In the eyes of the privilegists, we should all be looking hard at ourselves, and accounting for the historic disadvantages of the groups to which we supposedly belong and comparing them to the others, to calculate who is more worthy. For expample, I win many points for being a woman, what with all the disadvantages that being a woman entails. However, I am also white, so I should be absorbing all the guilt of the ills perpetrated by my race over the centuries.

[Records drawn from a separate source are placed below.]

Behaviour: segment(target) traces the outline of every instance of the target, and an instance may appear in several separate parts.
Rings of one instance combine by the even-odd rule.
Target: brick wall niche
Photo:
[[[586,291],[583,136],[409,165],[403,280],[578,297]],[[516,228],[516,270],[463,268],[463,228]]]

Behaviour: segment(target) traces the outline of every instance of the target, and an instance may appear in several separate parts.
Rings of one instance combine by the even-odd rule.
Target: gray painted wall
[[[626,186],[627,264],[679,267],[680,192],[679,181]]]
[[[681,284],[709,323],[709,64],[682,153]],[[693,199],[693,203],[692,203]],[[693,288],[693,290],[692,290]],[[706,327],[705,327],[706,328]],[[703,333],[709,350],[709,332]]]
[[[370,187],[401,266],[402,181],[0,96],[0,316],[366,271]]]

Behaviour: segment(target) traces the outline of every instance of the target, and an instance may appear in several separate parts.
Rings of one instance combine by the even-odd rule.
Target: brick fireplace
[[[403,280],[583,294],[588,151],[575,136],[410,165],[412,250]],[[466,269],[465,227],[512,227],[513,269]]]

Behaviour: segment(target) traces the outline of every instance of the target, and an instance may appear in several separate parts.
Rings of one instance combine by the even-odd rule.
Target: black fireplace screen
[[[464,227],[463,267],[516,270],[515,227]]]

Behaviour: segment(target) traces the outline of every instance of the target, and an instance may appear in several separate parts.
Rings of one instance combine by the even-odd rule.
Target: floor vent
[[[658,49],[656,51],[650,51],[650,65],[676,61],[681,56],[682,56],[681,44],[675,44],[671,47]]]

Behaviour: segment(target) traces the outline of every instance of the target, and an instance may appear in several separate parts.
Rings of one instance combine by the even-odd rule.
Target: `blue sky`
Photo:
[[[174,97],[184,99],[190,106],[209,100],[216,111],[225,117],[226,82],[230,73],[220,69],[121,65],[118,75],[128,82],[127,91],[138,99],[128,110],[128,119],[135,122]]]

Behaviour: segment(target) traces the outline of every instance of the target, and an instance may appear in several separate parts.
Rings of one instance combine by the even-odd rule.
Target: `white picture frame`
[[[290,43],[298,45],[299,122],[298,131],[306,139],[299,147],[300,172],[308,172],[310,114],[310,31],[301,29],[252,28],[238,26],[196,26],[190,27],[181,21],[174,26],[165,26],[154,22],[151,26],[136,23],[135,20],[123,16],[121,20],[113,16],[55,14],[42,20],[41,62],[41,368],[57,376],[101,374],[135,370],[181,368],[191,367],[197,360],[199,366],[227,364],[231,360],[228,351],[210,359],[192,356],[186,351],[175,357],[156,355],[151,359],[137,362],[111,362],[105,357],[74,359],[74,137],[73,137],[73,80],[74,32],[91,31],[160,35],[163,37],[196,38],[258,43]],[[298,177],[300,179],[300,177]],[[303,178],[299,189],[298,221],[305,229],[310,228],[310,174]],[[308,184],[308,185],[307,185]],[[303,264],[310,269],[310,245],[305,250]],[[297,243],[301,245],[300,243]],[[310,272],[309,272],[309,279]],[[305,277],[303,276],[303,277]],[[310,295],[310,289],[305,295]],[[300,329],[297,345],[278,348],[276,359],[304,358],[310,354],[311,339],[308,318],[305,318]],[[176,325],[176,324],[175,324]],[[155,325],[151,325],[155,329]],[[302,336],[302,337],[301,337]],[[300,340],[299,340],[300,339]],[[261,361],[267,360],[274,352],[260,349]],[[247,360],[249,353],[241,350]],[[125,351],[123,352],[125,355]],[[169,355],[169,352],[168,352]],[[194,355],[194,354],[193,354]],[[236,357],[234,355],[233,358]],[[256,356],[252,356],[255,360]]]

I was born into a middle-income, middle-class family so, being bang in between the landed gentry, with all their free money, and the working class with none, I should at the same time be feeling self righteous because I don’t have a trust fund, and guilty because I never went hungry as a child.
I should, they are telling me, be empathetic towards anyone lower on the scale of privilege than me, and mistrustful and antagonistic towards those higher on it. What do the privilegists think all this will achieve? Do they believe that this is how we reach equality? Do they think that by creating an inverse-caste system, they will nullify all the caste systems that society currently suffers? Shouting out a wealthy white man for his actions is a productive use of words. Shouting him out for his privilege isn’t. He isn’t going to redistribute his wealth or power because of it, and he certainly can’t redistribute his whiteness or his maleness.
This desire to make people feel guilty for perceived privilege, for things they can’t change (sex, skin, class) is at best pointless, and at worst, dangerously distracting, and it doesn’t take the wildest stretch of the imagination to see how the Orange with Hair getting to the White House was helped along by the cult of the privilegists.